Sounds good, what about misting and water? and do you feed them at night?


----------



## richoman_3 (Dec 3, 2011)

yeah i misted mine every 2 days
i had a waterbowl in there but they never used it,
yeah feed them before it gets dark


----------



## 1131035 (Dec 3, 2011)

What do you think about reptile bark as a substrate?


----------



## mad_at_arms (Dec 3, 2011)

I suggest minimum gaps of 5mm as opposed to 7mm as richo suggested.
I say that because I bought a pair and housed them in a small glass enclosure with sliding doors. 
Short story:- they climbed up in the plastic channel moulding for the sliding glass and escaped.
Gap would have been barely 5mm and required two opposing 90 degree turns in the space of 15mm.
I did recapture the bigger one after about 3 months on the lamb.
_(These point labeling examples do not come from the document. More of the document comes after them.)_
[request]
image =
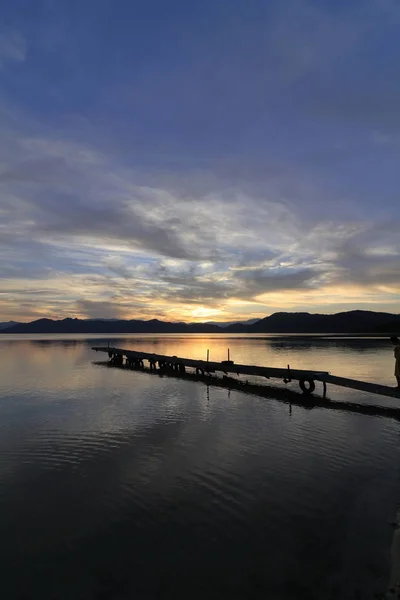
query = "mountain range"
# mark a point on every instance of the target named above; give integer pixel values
(357, 321)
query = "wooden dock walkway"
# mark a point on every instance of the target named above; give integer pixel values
(306, 378)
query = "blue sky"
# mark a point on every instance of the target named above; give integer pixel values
(198, 160)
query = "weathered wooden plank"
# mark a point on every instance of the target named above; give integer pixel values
(269, 372)
(363, 386)
(208, 367)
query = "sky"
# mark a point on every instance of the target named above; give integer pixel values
(213, 160)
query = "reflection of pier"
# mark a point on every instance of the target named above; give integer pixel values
(306, 378)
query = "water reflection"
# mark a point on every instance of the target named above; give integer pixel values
(118, 484)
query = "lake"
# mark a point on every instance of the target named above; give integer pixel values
(118, 484)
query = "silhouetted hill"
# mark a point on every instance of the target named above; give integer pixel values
(117, 326)
(7, 324)
(356, 321)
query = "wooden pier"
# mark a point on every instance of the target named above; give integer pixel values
(306, 378)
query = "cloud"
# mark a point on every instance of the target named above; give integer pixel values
(252, 166)
(13, 47)
(134, 249)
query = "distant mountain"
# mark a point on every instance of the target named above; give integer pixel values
(356, 321)
(229, 323)
(109, 326)
(8, 324)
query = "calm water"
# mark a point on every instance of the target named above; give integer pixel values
(119, 484)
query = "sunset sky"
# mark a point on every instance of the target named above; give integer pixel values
(212, 160)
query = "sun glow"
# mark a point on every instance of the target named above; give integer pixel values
(204, 313)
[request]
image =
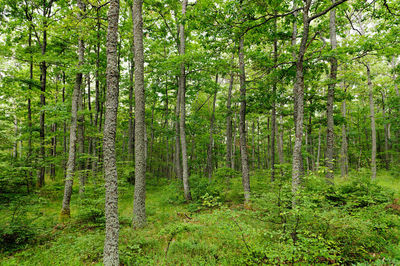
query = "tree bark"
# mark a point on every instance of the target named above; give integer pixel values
(81, 132)
(229, 124)
(297, 162)
(373, 127)
(29, 155)
(43, 78)
(330, 137)
(280, 143)
(386, 132)
(344, 166)
(182, 88)
(139, 203)
(273, 129)
(242, 124)
(110, 255)
(64, 130)
(177, 160)
(318, 149)
(65, 211)
(211, 139)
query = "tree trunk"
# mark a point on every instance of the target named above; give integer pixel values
(182, 88)
(234, 145)
(330, 136)
(43, 78)
(273, 129)
(386, 133)
(280, 143)
(229, 124)
(65, 211)
(65, 131)
(139, 203)
(29, 155)
(97, 99)
(211, 140)
(344, 166)
(318, 149)
(373, 128)
(177, 154)
(297, 162)
(242, 124)
(81, 138)
(110, 255)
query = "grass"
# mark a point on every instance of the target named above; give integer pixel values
(177, 233)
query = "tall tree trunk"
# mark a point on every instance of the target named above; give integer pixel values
(373, 128)
(280, 143)
(90, 138)
(177, 154)
(131, 129)
(242, 124)
(229, 124)
(97, 99)
(211, 139)
(139, 207)
(344, 165)
(273, 129)
(43, 78)
(318, 148)
(182, 88)
(110, 255)
(29, 155)
(15, 148)
(297, 162)
(233, 159)
(386, 132)
(65, 211)
(64, 130)
(81, 139)
(330, 136)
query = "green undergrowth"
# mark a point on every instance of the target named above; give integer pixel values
(353, 222)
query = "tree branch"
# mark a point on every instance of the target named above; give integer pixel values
(326, 10)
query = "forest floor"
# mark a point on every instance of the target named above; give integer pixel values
(216, 230)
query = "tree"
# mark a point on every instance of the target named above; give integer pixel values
(111, 256)
(76, 98)
(182, 121)
(139, 209)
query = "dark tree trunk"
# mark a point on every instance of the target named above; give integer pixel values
(242, 124)
(110, 255)
(373, 127)
(139, 207)
(211, 139)
(229, 125)
(330, 136)
(182, 88)
(65, 211)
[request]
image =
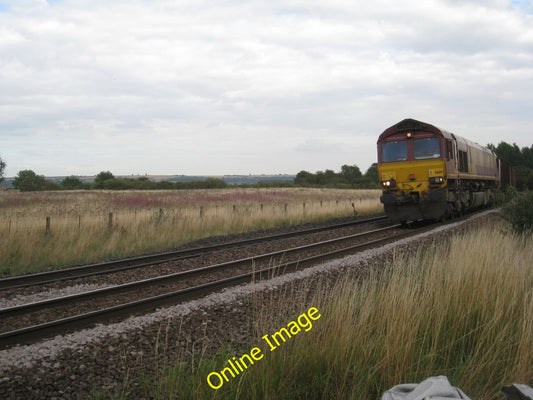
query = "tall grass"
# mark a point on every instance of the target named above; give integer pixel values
(463, 309)
(151, 220)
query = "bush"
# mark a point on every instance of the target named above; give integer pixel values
(519, 213)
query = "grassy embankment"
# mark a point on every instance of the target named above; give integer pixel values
(151, 220)
(463, 308)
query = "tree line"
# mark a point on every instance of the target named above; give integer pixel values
(350, 176)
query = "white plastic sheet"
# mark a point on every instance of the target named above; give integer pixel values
(434, 388)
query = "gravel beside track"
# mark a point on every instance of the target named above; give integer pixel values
(98, 360)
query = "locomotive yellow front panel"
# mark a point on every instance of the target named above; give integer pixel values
(413, 176)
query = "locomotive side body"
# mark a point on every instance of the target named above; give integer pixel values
(429, 173)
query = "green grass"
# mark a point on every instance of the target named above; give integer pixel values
(462, 308)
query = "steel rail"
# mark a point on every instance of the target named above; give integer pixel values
(154, 259)
(36, 332)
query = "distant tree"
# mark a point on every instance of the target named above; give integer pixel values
(520, 159)
(72, 183)
(303, 178)
(27, 181)
(2, 168)
(351, 174)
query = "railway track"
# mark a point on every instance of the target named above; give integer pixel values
(31, 322)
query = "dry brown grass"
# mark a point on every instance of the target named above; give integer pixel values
(463, 309)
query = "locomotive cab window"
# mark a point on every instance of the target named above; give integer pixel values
(426, 148)
(394, 151)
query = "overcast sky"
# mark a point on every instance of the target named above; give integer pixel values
(260, 86)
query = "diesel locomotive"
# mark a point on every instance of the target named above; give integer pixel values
(430, 173)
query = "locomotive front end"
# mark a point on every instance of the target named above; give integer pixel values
(412, 171)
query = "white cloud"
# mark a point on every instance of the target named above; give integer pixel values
(231, 86)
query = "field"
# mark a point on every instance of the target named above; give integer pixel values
(461, 307)
(87, 226)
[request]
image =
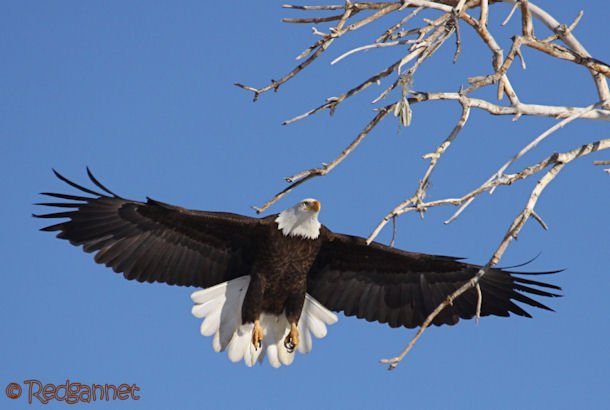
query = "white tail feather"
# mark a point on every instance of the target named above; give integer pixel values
(220, 309)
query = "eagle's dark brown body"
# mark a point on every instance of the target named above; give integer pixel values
(279, 275)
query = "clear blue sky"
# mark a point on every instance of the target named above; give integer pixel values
(142, 93)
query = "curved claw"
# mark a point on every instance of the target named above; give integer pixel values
(292, 339)
(257, 335)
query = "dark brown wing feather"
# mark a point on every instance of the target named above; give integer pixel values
(157, 242)
(384, 284)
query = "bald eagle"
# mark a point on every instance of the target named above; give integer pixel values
(270, 284)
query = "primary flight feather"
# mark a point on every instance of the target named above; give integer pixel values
(270, 284)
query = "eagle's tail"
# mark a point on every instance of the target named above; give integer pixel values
(220, 307)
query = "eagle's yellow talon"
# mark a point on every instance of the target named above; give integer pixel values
(257, 335)
(292, 339)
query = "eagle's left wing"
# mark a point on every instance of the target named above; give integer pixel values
(388, 285)
(156, 242)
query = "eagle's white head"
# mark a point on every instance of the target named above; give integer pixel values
(301, 219)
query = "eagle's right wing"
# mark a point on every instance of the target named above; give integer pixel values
(157, 242)
(388, 285)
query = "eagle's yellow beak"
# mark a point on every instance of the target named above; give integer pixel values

I use coco peat and play sand with a bit of coarse gravel mixed in.


----------



## PeppersGirl (Dec 3, 2011)

Just look at the size of the gecko's head, if it can't get its head through the gap, there's no way it'll get out


----------



## 1131035 (Dec 3, 2011)

Thanks

Hi guys, I am putting my gecko enclosure together and wanted to know if it is ok to use reptile bark as substrate? What do you also think about bynoe's geckos?


----------



## PeppersGirl (Dec 5, 2011)

Bynoes are good geckos, mostly terrestrial and require a little more heat than marbled geckos. Mine also come out in the day, even the hatchies don't seem to mind the light for a while, so long as it's not too bright.


----------



## 1131035 (Dec 5, 2011)

cool, what heat do you recommend? I am thinking of using a heat mat but am not sure what heat and when to have it on e.g. at night or day or both?

Thanks


----------



## PeppersGirl (Dec 5, 2011)

I have it on both night and day for mine, as long as the heat only covers part of the floor area so they have a cool side as well. The substrate is 30 degrees. Oh, and they also like drinking from standing water some of the time


----------



## 1131035 (Dec 5, 2011)

Great thanks, so the substrate should be 30 degrees all the time?


----------



## PeppersGirl (Dec 5, 2011)

Only up to a third of the enclosure floor. But I'd leave it on, they can judge they day/night cycle by light and it helps to be warm when you hunt


----------